Going back to the incident of the Hart family’s tragedy, all we have of (seemingly) objective information is that the family perished due to their vehicle’s fall from the highway cliff. We cannot be certain of even this one item since any kind of purposeful action by others could make this tragedy seem like an accident when it was not. So a close study of the evidence such as the injuries sustained by each occupant would be needed along with evidence inside the vehicle. Obviously a downloading of data from the vehicle’s event  data recorder (“black box”) might provide useful information If it is interpreted properly.

The matter of the reported lack of tire marks must also be viewed with caution as many investigators simply do not have enough experience in using proper procedures or understanding what it is they should be looking for because they simply lack the experience. Identification and recognition of such evidence does not become a reliable skill just over a matter of a couple of years or through the study of a few short courses. At Gorski Consulting we continue to compile photographic documentation of various tire marks so that we can become better identifiers and interpreters of that evidence.This is no different than any other evidence that is cataloged so that it can be used to uncover the truth in future cases.

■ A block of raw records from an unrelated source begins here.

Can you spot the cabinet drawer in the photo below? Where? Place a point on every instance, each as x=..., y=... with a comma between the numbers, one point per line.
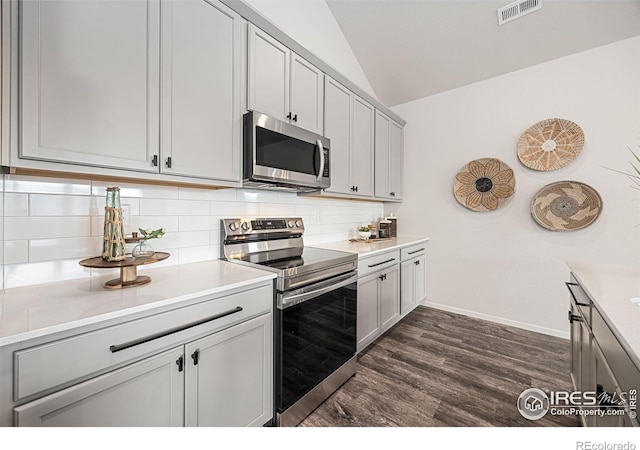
x=413, y=251
x=375, y=263
x=624, y=370
x=57, y=364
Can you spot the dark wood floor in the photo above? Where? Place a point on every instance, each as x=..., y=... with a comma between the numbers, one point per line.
x=436, y=368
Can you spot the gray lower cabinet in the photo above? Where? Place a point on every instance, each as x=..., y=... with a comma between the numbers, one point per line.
x=221, y=380
x=151, y=86
x=146, y=393
x=378, y=298
x=413, y=274
x=229, y=381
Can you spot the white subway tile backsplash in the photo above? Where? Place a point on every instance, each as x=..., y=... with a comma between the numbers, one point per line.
x=217, y=195
x=16, y=252
x=46, y=227
x=43, y=185
x=50, y=224
x=42, y=272
x=66, y=248
x=154, y=207
x=16, y=204
x=136, y=190
x=197, y=223
x=59, y=205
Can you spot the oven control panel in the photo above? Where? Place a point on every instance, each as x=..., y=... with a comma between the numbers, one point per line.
x=245, y=226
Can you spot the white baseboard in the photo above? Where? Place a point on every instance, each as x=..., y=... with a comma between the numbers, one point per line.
x=500, y=320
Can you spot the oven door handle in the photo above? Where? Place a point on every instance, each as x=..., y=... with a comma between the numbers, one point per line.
x=288, y=300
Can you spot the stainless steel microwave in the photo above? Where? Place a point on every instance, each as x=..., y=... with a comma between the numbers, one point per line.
x=281, y=155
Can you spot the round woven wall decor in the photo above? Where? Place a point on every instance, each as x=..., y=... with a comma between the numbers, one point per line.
x=566, y=206
x=550, y=144
x=484, y=184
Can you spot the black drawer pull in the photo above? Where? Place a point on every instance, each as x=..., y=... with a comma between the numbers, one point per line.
x=573, y=295
x=151, y=337
x=383, y=262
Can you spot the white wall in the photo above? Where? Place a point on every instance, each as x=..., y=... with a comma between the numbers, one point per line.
x=312, y=25
x=502, y=264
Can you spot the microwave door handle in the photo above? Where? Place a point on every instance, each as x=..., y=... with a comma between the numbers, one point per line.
x=321, y=170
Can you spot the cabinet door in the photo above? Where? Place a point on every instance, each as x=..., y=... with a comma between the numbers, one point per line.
x=407, y=286
x=390, y=298
x=307, y=95
x=396, y=155
x=89, y=82
x=269, y=63
x=362, y=147
x=420, y=279
x=147, y=393
x=201, y=112
x=230, y=376
x=337, y=128
x=382, y=149
x=368, y=310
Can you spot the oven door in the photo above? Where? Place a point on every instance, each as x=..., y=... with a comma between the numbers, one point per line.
x=278, y=152
x=315, y=336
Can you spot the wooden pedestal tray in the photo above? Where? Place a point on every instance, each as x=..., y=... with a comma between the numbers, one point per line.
x=128, y=269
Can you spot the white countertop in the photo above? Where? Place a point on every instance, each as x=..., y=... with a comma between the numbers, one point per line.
x=611, y=289
x=371, y=246
x=35, y=311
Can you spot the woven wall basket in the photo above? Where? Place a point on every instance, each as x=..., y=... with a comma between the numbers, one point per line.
x=484, y=184
x=566, y=206
x=550, y=144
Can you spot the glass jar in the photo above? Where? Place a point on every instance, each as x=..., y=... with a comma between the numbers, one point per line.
x=113, y=238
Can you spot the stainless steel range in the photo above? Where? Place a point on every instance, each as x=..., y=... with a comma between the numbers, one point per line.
x=316, y=302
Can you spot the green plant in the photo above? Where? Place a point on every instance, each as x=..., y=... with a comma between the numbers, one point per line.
x=152, y=234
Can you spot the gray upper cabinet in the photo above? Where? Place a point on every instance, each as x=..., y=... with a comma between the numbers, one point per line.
x=89, y=82
x=202, y=51
x=349, y=122
x=282, y=84
x=146, y=86
x=389, y=154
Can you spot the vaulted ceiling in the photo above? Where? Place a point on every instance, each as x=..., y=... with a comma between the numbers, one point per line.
x=410, y=49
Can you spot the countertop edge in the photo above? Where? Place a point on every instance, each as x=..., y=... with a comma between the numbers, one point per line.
x=602, y=309
x=119, y=314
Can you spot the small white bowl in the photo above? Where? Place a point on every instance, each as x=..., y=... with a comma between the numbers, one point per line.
x=364, y=234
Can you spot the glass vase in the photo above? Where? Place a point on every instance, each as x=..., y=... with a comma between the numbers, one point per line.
x=142, y=250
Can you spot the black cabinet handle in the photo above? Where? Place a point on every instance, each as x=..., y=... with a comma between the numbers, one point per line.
x=151, y=337
x=383, y=262
x=196, y=357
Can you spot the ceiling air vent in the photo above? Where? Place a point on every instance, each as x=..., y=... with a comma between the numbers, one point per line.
x=517, y=9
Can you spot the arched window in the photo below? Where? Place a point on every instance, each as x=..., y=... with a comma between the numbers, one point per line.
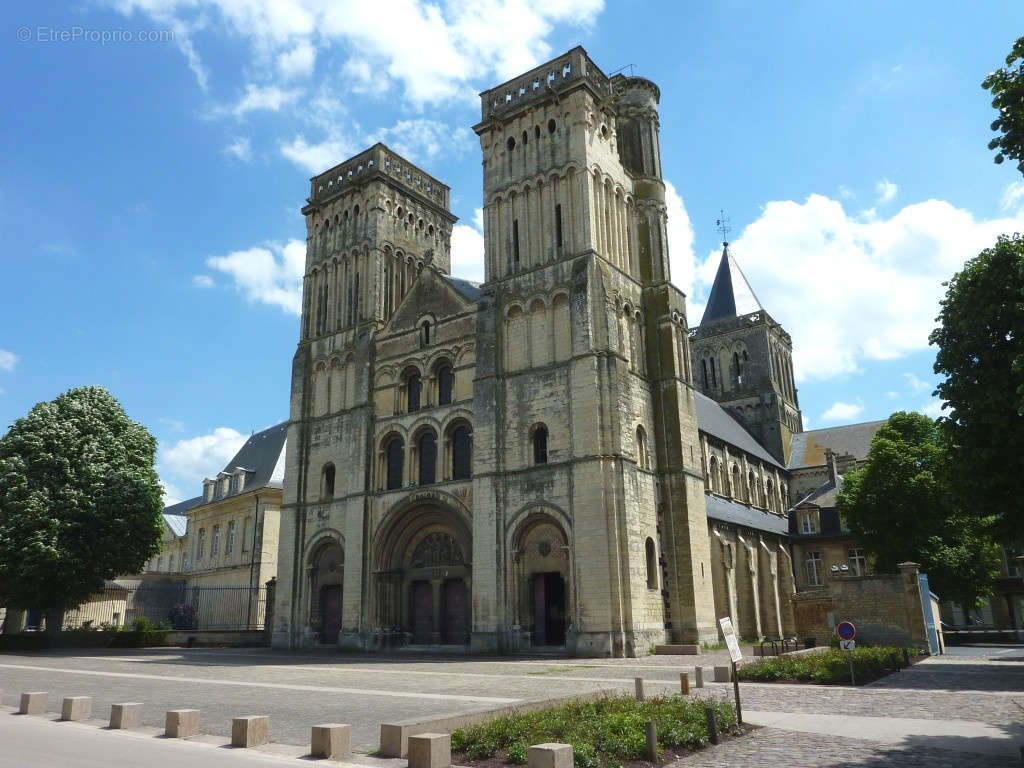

What is obvious at the collision site is that the Pacific Coast Highway in this region is accompanied by many cliffs and the border between the cliffs and roadway are not protected by guardrails or other devices that would limit the opportunity for vehicles to accidentally wander into danger. That may not mean anything in the details of this specific  case however any investigator might keep that in the back of their mind while not causing one to develop tunnel vision.

In all, the presence of speculation in this incident is not uncommon. While many attack those who engage in it, our view is that speculation develops when there has been insufficient objective information disclosed about an event. Those who formulate those attacks often fail to ask why more objective information is not revealed as, in so many previous incidents, the insistence on maintaining secrecy is the ultimate problem.